Monday, September 04, 2006


Until now, the colors we've discussed have been directly used to describe objects. So while we may not know exactly what color kachol or yarok is, we do know it's a color. But today we're going to talk about a color that never directly appears in Hebrew or even Aramaic, and yet still may be the origin of many common Hebrew words.

In Arabic, achmar (ahmar) means "red." This is the origin of the name of the red palace, the Alhambra, in Granada, Spain:

from Arabic (al kal'at) al hamra "the red (castle)," from fem. of ahmuru "red." So called for the sun-dried bricks of which its outer walls were built.

Klein derives a number of Hebrew words from a root חמר, meaning "to be red":

  • chemar חמר - bitumen, asphalt. "So called in allusion to its reddish-brown color". This view is quoted by Ibn Ezra ("Long Commentary") on Shmot 2:3.
  • chamor חמור - donkey. "These words probably mean lit. 'the red animal'...For sense development cp.
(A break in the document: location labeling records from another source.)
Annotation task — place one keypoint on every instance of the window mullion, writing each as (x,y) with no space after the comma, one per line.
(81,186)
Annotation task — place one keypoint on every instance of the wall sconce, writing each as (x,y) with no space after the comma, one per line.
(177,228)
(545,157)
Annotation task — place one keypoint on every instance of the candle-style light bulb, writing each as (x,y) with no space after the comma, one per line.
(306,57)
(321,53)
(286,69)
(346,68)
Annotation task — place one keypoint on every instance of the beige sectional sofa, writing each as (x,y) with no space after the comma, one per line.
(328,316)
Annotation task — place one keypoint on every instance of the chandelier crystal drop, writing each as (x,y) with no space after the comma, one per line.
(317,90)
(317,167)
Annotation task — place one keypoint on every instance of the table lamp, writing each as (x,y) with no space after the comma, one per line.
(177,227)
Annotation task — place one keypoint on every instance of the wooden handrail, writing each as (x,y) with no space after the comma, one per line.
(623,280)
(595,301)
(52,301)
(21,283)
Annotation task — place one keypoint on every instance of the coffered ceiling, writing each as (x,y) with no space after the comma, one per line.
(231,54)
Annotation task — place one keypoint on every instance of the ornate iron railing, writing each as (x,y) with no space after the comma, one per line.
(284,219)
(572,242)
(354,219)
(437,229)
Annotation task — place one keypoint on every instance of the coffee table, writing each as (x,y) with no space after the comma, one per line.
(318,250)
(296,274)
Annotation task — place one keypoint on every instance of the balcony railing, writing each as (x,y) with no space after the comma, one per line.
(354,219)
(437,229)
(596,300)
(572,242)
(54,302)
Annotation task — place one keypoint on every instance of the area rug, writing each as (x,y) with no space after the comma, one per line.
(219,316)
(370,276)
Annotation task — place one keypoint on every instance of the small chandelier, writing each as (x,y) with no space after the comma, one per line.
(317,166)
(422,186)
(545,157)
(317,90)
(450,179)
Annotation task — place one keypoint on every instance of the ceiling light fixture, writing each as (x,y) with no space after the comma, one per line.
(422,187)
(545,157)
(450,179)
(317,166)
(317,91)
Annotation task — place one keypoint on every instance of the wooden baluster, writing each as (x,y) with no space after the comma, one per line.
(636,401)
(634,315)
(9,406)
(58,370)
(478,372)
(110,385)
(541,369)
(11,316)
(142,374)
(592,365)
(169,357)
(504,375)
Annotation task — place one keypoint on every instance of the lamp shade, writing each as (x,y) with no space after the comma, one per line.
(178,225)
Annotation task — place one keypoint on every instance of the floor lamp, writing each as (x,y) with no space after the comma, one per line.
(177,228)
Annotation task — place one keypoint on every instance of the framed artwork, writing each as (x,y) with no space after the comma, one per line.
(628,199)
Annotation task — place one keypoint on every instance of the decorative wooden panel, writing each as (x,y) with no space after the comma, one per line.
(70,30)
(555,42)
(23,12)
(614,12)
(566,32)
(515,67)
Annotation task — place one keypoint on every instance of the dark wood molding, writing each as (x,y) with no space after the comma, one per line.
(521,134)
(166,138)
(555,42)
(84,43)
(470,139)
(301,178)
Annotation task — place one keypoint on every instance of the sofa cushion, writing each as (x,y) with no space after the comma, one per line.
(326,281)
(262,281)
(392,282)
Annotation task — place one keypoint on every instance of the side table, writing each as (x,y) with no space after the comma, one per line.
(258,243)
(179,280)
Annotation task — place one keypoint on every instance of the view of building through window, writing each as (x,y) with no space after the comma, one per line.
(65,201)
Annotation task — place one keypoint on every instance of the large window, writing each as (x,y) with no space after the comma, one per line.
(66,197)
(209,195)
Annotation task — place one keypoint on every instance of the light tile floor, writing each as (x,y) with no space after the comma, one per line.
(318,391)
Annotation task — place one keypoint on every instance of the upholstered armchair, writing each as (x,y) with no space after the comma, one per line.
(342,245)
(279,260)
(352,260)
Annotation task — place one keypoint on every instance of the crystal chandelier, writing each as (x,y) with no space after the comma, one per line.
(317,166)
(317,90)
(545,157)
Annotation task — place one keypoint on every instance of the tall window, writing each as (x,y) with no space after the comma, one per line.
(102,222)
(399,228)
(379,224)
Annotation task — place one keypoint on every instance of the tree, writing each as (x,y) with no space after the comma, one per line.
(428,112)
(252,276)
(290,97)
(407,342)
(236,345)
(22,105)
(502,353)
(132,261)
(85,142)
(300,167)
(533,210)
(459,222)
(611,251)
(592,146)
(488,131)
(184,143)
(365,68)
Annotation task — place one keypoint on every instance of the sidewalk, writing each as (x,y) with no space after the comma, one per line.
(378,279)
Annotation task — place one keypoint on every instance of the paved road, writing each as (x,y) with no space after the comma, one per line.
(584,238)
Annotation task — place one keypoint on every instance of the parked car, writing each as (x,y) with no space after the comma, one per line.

Spanish burro (= donkey), from Late Latin burricus, buricus (= a small horse), from burrus (= red), from Greek purros (= flame-colored, yellowish-red.)"
  • yachmor יחמור - roebuck. "Probably lit. meaning 'the red animal."
  • chomer חומר - clay, mortar and later meaning material, matter. "So called in allusion to the color of clay."
Klein provides two more meanings (apparently unrelated, according to him), for the root חמר.
a) To foam up, boil, ferment. From here he derives:
  • chamira חמירא - leaven. This Aramaic word is familiar from the declaration said when burning chametz before Pesach.
  • chemer חמר - wine. Again an Aramaic word, used for example in the halachic concept "chamar medina" חמר מדינה - a drink used in some locations instead of wine.
  • חמרמר - to be in a ferment.
However, there are opinions that connect all three of these meanings to the color red. For example, there are those that claim that fermentation, boiling is related to inflammation - which is related to red. Kaddari and Daat Mikra translate חמרמרו in Iyov 16:16 as "became red". And wine, while certainly fermented, is also red - as seen in Devarim 32:14 וְדַם-עֵנָב, תִּשְׁתֶּה-חָמֶר "They drank the blood (dam) of grapes for wine (chamer)." Radak on Yishayahu 27:2 also comments that "chemer means redness, for the importance of wine is its redness, and red in Arabic is ilchamer."
From all these meanings - wine, be in a ferment - the Academy of the Hebrew language came up with the term chamarmoret חמרמורת - for "hangover".
b) To heap, burden, make heavy, be stringent. From this meaning we get:
  • chamur חמור - strict, and chumra חומרה - stringency. Also chomer of "kal v'chomer" קל וחומר- a fortiori, or major to minor inference.
  • chomer חומר- heap, name of a dry measure.
Kaddari quotes one scholar as saying that this meaning - burden - may be the origin of chamor (donkey), for it serves as a beast of burden. There are those that see Shoftim 15:16 as a play on words in this regard. Rosenthal (here, discussing the root חמר in general) claims that the name chamor may derive from the stubborn nature of the animal (although in his slang dictionary, he says that a chamor is a fool.)